Interservice rivalry, too, has been tamed. Over time, the armed services found ways to collude rather than compete, and civilians have not challenged them here. Declining budgets may eventually threaten the united front of the services, but not yet. But this unity undercuts their incentive to innovate.
Since Goldwater-Nichols, civilians' ability to challenge the military has declined. In addition to the expanded role for the JCS chair, Goldwater-Nichols built up the military's Joint Staff so it could plan comprehensively and avoid the confusion and waste of separate services' efforts. But the enlarged Joint Staff serves mainly to check the influence of the civilian defense secretary and broker deals among the services. Its power grows as that of the civilians wanes. Not surprisingly, the civilian secretariat prefers to devote more and more of its time to foreign-policy planning, where the competition comes from the much weaker State Department.

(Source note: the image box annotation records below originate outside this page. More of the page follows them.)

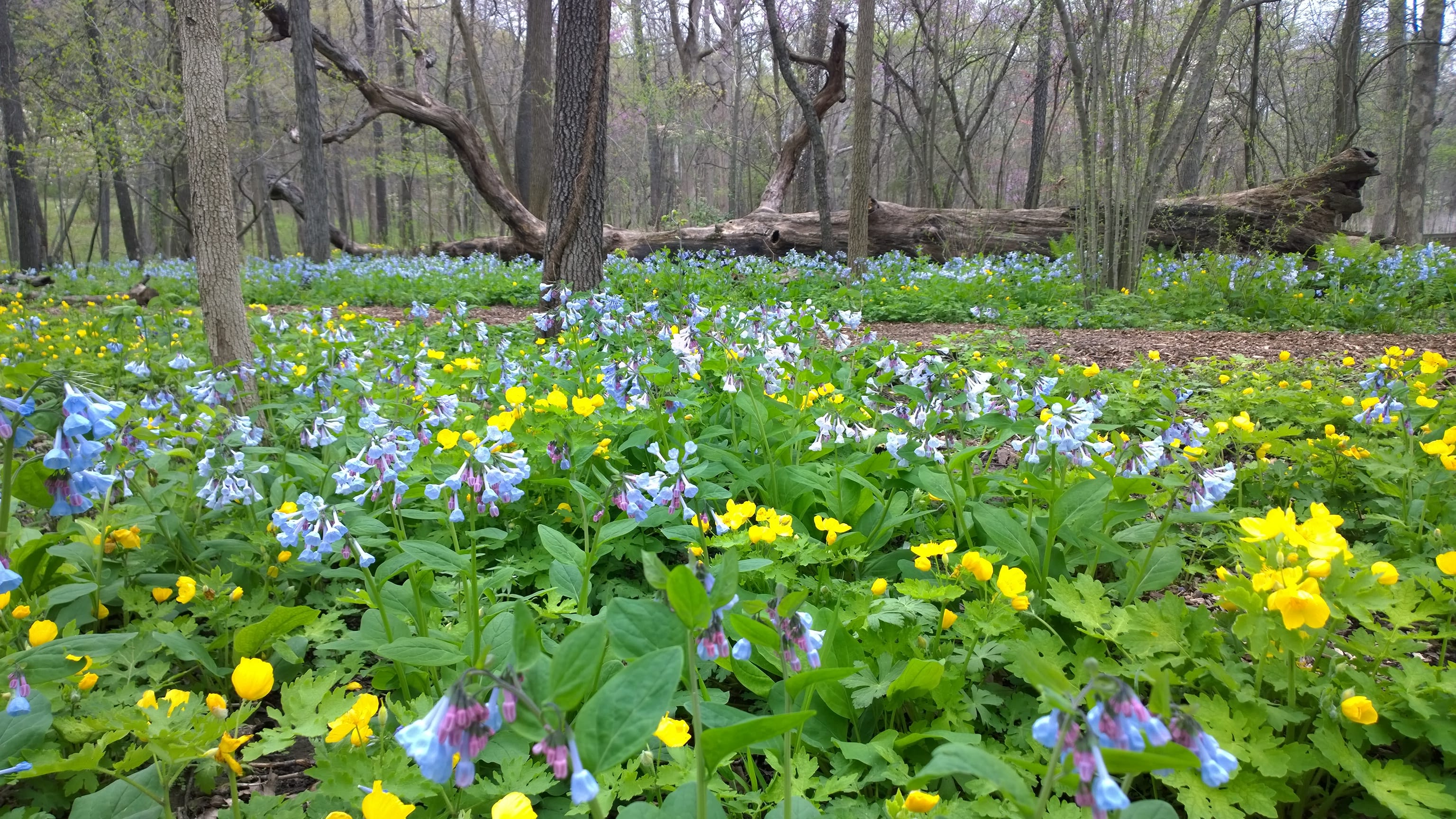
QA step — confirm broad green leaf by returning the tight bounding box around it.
[536,523,587,568]
[910,742,1037,816]
[696,711,814,774]
[885,657,945,697]
[607,598,687,659]
[70,765,166,819]
[572,646,683,771]
[399,541,470,571]
[374,637,464,666]
[550,619,607,711]
[233,606,319,657]
[785,663,850,700]
[511,601,542,670]
[667,565,713,629]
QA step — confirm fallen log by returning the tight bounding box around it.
[268,173,390,256]
[432,149,1379,261]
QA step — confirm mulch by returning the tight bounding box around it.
[259,305,1456,367]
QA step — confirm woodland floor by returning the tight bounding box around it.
[272,305,1456,367]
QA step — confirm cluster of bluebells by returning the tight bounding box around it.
[395,673,515,788]
[1031,676,1239,819]
[42,383,127,518]
[611,442,697,523]
[272,492,348,563]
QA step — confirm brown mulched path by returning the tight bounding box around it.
[872,322,1456,367]
[269,305,1456,367]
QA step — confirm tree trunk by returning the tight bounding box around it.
[0,0,49,270]
[763,0,845,254]
[288,0,329,264]
[542,0,611,290]
[515,0,553,217]
[178,0,253,367]
[1370,0,1410,237]
[1395,0,1446,245]
[82,0,141,261]
[1020,0,1053,207]
[847,0,875,273]
[1329,0,1364,153]
[239,0,282,259]
[364,0,389,243]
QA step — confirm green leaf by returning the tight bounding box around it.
[511,601,542,670]
[151,631,223,676]
[597,518,636,546]
[536,523,587,568]
[607,598,687,659]
[550,619,607,711]
[0,692,54,762]
[910,742,1037,816]
[885,657,945,697]
[783,663,850,698]
[233,606,319,657]
[70,765,163,819]
[697,711,815,774]
[1102,742,1198,774]
[572,646,683,771]
[399,541,470,571]
[374,637,464,666]
[667,565,713,629]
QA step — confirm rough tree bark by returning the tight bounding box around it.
[82,0,141,261]
[178,0,254,367]
[1020,0,1053,207]
[0,0,49,270]
[261,0,1377,268]
[1370,0,1410,237]
[1395,0,1446,245]
[760,0,847,252]
[542,0,611,290]
[242,0,282,259]
[288,0,329,262]
[515,0,552,217]
[849,0,875,273]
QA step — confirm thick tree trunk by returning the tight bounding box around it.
[1370,0,1410,237]
[515,0,552,217]
[1395,0,1446,245]
[178,0,254,367]
[288,0,329,262]
[242,0,282,259]
[542,0,611,290]
[1020,0,1053,207]
[0,0,49,270]
[434,149,1379,259]
[847,0,875,271]
[82,0,141,261]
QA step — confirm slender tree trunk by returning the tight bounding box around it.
[1020,0,1053,209]
[0,0,49,270]
[542,0,611,290]
[1243,3,1264,188]
[1395,0,1446,245]
[178,0,253,367]
[364,0,389,243]
[763,0,834,252]
[288,0,329,262]
[1370,0,1410,236]
[847,0,875,273]
[515,0,553,216]
[1329,0,1364,153]
[239,0,282,259]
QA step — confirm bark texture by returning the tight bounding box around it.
[178,0,254,367]
[0,0,49,270]
[542,0,611,290]
[288,0,329,262]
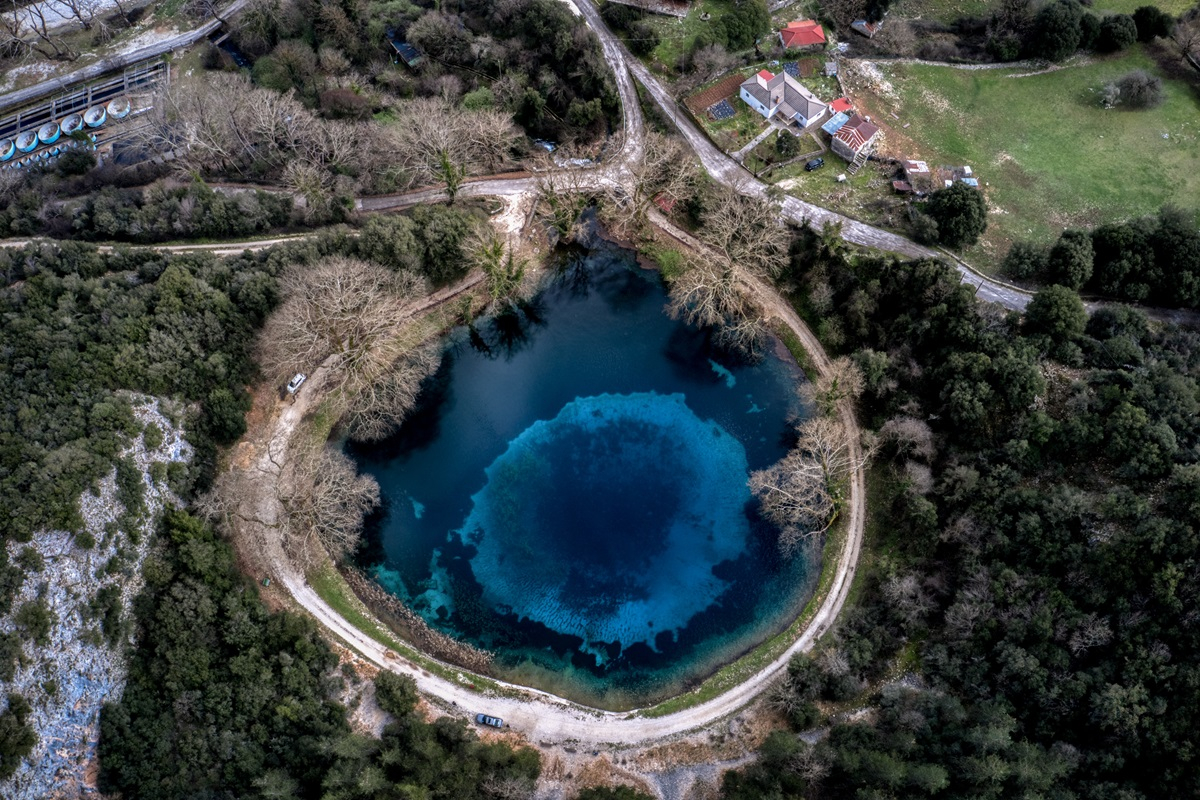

These changes in relationships that worked so well in the Cold War are worrisome. Total reliance on private arsenals to develop weapons wastes money by encouraging continued investment in old systems while neglecting experiments with new designs. Contractors make more money selling additional copies of a known product than by risking technological or political failures in developing new ones, so they lobby for extended production runs rather than for research and development. As contractors' influence on the defense budget increases, procurement dollars are allocated less sensibly. Despite the advice of military strategy reviews like the December 1997 National Defense Panel report, which emphasized uncertainty and the dangers of overcommitment to particular technologies and weapon systems, defense-budget proposals now favor short-term spending increases for operations and updating existing platforms and weapon types.
National defense cannot be just a business. Few Americans will want to die for Raytheon, Boeing, or General Dynamics. And taxpayers will balk if they come to believe that the benefits of defense investments have gone into the pockets of arms-company executives. The United States should not encourage a closed system in which the military services assign contracts for weapons production and analysis to firms managed by their retirees. Some analysts wrongly thought that the Cold War was managed this way. Such a path was not America's past, but it may be its future. The desire for short-term political or economic gain should not be allowed to dismantle a structure that was central to victory in the Cold War and remains the key to America's ability to cope with an uncertain security future.